Dear Eric: My husband and I just celebrated our first anniversary, and we cutely decided to give each other a gift in keeping with the antiquated anniversary gift themes. The first year is paper or clocks. Smartly and thoughtfully, my husband gifted me a clock made of paper he had seen me looking at in a museum gift shop. But this thing is huge, and it makes noise! We live in a tiny apartment!
There was a different paper clock in that same shop that I spent a lot more time watching that was small, silent, and super cool. He noted that he’d kept the receipt if I didn’t like the gift, but I don’t want to appear ungrateful. Should I suggest an exchange, or am I breaking too many gift-giving boundaries and being unappreciative?
– Torn Paper
Dear Torn: No need to paper over your displeasure. Go back to the museum, recycle the big clock, and you can happily wrap this whole thing up.
It’s great that your husband already offered to make an exchange because that indicates an awareness that, though the sentiment was appreciated, the gift wasn’t quite right.
He wants you to be happy, you want to be happy, the museum wants to keep the money. So, if you would appreciate the smaller clock, everyone wins if you trade in the original gift for a new one. Clear communication and the ability to revise is a great gift to give each other as the clock (silently) ticks into your second married year.
Dear Eric: I retired early and don’t know what to say when people ask derisively “what do you do all day?” Any sassy comebacks?
– Out of Office
Dear Office: Try this: “What do I do all day? Whatever I want!”
There’s also the razor-sharp diva way of responding to this – “I pursue joy, darling; see if you can relate.”
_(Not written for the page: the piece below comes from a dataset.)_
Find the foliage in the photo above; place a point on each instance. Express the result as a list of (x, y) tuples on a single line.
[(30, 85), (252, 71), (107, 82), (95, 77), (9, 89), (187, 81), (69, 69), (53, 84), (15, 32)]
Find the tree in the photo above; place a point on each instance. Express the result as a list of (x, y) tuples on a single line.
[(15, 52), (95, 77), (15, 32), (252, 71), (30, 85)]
But a lot of folks are genuinely curious about what an unstructured day looks like, so mixing sass with a bit of gentle education is helpful. The transition out of a task-oriented 9 to 5, with its attendant social structures, can be daunting. Many seniors I know talk about that “first day of school” feeling. And they’re doing it without a curriculum. Be that wise, if sassy, alum leading the way.
Dear Eric: Is there a way to politely ask someone to use headphones when listening to media on their device in public?
– Wish You Were on Mute
Dear Mute: Polite, sure. Effective? Doubtful. When you find yourself in these situations, you can try saying something like “I’m having trouble concentrating, would you mind putting in headphones?” or even simply, “Your media is loud; could you listen to it privately?” But if someone is happily blasting a TikTok or cooking video on the bus, train, sidewalk, chances are they’re that most dangerous combination – aware and don’t care.
Grab some noise- canceling headphones and preserve your peace.
Dear Eric: I gave up smoking in 1991. I was 21. Should I see this through, or is there some time I can start again?
– Cold Nostalgic Turkey
Dear Nostalgic:
The idea that there is some kind of statute of limitations on the dangers of cigarette smoking is genuinely amusing to me. Ah, if only all of life’s temptations had an expiration date after which all would be hunky dory. But I’m going to tell you what you already know: no such expiration date exists. And while tobacco companies have changed the composition of some cigarettes since 1991, smoking remains not just a temptation but, according to the American Lung Association, the number one preventable cause of death in the U.S. So, why risk it?
Nostalgia is often a yearning for a world that didn’t quite exist – the present never seems as rosy as our memories of the past, does it? Maybe you miss the social aspect of smoking or the chance to just think for 10 minutes. If that’s the case, is there another hobby you can strike up a conversation with strangers around? Or try setting aside 10 minutes a day to sit outside, take a walk, or practice mindfulness.
Smoking culture has changed so much that lighting up like Bette Davis in “All About Eve” will most likely make you a pariah in many places, anyway.
Also, your body has had 33 years to repair the damage smoking caused it and, at 54, it’s not going to bounce back as quickly, if at all – even if you’re in great shape.
One last thing: You’re in good company. According to data from the CDC, the percentage of Americans who are smokers dropped from 25.7 percent in 1991 to 11.5 percent in 2021. You, along with millions of others, kicked the habit. Reap the benefits of your effort.